Regia di Sahraa Karimi vedi scheda film
Venezia 76. Mostra Internazionale d'Arte Cinematografica.
Già autrice di due documentari sulla condizione femminile in Afghanistan, la regista Sahraa Karimi approda al lungometraggio di finzione con una storia a capitoli che offre un interessante spaccato sulla città di Kabul, tra modernismo e tradizione. Ogni capitolo è dedicato ad una donna e ad ogni segmento corrisponde un filtro sulla società afghana.
Hava è in cinta del primo figlio e vive in una famiglia tradizionale in cui i compiti delle donne sono precisi e inderogabili: pulire, cucinare, accudire gli anziani suoceri, obbedire. Quando Hava cade al suolo, sotto il peso della stanchezza e del ventre prominente, il marito, intento a fare gli onori di casa alla presenza degli amici, per i quali la poveretta si è sottoposta ad estenuanti ore di lavoro, continua i festeggiamenti anziché accompagnare la moglie in clinica per rassicurarla della salute del bimbo.
Maryam vive in un bel appartamento. È un volto noto della tv dove lavora come giornalista. Dopo vane promesse di fedeltà ha scaricato il marito che la perseguita con telefonate continue che si sommano alle pressioni lavorative del direttore dell'emittente. Maryam rintanatasi nella sua bella casa si sottopone ad un test di gravidanza che le mette davanti una questione complessa da affrontare.
Ayesha è giovane. Mollata da un fidanzato codardo ed incapace di prendersi le proprie responsabilità, decide di accettare la proposta di matrimonio del cugino allo scopo di aiutare la madre, rimasta vedova, ad affrontare la precaria situazione economica della famiglia. Ma prima deve trovare i soldi per ricomporre la propria integrità morale.

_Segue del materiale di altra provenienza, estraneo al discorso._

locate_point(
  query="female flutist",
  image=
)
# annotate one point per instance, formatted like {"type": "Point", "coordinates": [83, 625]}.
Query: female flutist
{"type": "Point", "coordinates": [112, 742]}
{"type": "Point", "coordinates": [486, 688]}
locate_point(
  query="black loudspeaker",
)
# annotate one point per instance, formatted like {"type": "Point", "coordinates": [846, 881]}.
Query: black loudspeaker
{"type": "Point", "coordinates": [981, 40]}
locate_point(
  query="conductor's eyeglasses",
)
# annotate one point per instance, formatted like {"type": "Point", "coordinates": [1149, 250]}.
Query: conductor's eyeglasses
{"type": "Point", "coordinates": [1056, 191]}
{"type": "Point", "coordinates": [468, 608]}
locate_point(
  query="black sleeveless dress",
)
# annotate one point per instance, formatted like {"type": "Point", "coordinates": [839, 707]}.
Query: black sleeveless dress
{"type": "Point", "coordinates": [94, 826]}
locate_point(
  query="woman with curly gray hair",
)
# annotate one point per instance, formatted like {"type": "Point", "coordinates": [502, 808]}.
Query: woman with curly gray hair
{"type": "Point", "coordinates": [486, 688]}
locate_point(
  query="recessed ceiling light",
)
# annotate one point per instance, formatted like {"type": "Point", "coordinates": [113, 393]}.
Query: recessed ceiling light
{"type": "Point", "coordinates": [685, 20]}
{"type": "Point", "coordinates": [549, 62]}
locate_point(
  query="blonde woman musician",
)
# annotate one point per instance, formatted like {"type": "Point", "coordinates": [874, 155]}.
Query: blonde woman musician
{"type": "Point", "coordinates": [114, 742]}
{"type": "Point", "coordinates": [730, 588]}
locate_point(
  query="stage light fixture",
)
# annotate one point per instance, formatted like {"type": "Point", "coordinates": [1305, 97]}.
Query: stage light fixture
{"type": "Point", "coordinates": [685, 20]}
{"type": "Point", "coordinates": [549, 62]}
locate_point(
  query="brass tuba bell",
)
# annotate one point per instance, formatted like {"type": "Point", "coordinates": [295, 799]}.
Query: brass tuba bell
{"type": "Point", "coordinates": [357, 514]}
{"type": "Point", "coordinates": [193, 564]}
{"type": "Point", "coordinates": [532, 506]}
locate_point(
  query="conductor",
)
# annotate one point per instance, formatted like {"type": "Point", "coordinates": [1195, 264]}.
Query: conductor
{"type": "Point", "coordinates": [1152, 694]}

Tre donne fanno di necessità virtù in una società profondamente maschilista nella quale solo la possibilità di studiare ed assumere un ruolo di prestigio può dare respiro ad una solitudine radicata. La condizione è d'obbligo ma non sembra sufficiente se è vero che la giornalista Maryam che frequenta la buona società e gode di autonomia economica viene rimproverata dell'amica per aver messo il marito alla porta e per aver espresso il desiderio di abortire il frutto del matrimonio che avrebbe potuto saldare il precario rapporto nella coppia. Più la ricchezza culturale ed economica si affievolisce peggiore è la condizione delle donne. Ayasha si deve accontentare di un cugino, in fondo di buone intenzioni, e, nonostante la mancanza di pressioni materne a contrarre matrimonio, sacrifica il desiderio d'amore per il bene familiare. Ayesha in fondo è fortunata rispetto a molte altre donne afghane. Liberata del fardello di un amore codardo e ricucita la moralità pretesa dal maschio prima delle nozze, avrà probabilmente una vita di rispetto, se non proprio d'amore, in linea con quanto successo alla madre. Ben diversa è la situazione della povera Hava intrappolata in un matrimonio senza alcun sentimento ed umiliata dagli uomini che con lei spartiscono una casa popolare dove il telegiornale mette in rassegna gli infiniti problemi politici del paese che interessano solo quei pochi che non hanno già un campo di battaglia tra le mura di casa.
Dei tre segmenti i più efficaci sono quelli dedicati ad Hava e Ayesha perché rappresentano l'atavica rassegnazione delle donne afghane verso la propria condizione di schiavitù. Il secondo episodio, quesi esclusivamente imbastito dal filo di un telefono, è forse un tantino didascalico anche se risulta evidente l'intenzione della regista di puntare il dito contro una socializzazione fagocitata dall'uso indiscriminato della tecnologia. Verità innegabile quanto è vero che la stessa Hava, di bassa estrazione sociale, non potendo entrare in contatto con gli ospiti dal marito deve affidarsi al cellulare per ogni comunicazione. L'immancabile smartphone di Sahraa Karimi è il nuovo burqa dell'era post-talebana che mantiene la donna a distanza confinandola nel proprio ambiente domestico e nella solitudine che la mancanza di confronto rende infrangibile.
Le vite di tre donne si sfiorano appena fino ad incrociarsi nella squallida sala d'attesa di una clinica. A separarle un burqa, i veli che raccolgono i capelli, i cellulari accesi ed una luce fioca che illumina destini incerti aggrappati all'unica certezza che per sopravvivere a Kabul bisogna cavarsela da sole, non potendo contare sull'appoggio di uomini invisibili, irresponsabili e culturalmente propensi a considerare le donne come un contenitore.
Presentato nella sezione Orizzonti il film di Karimi è stato scelto per rappresentare l'Afghanistan nella corsa agli Oscar come miglior film internazionale.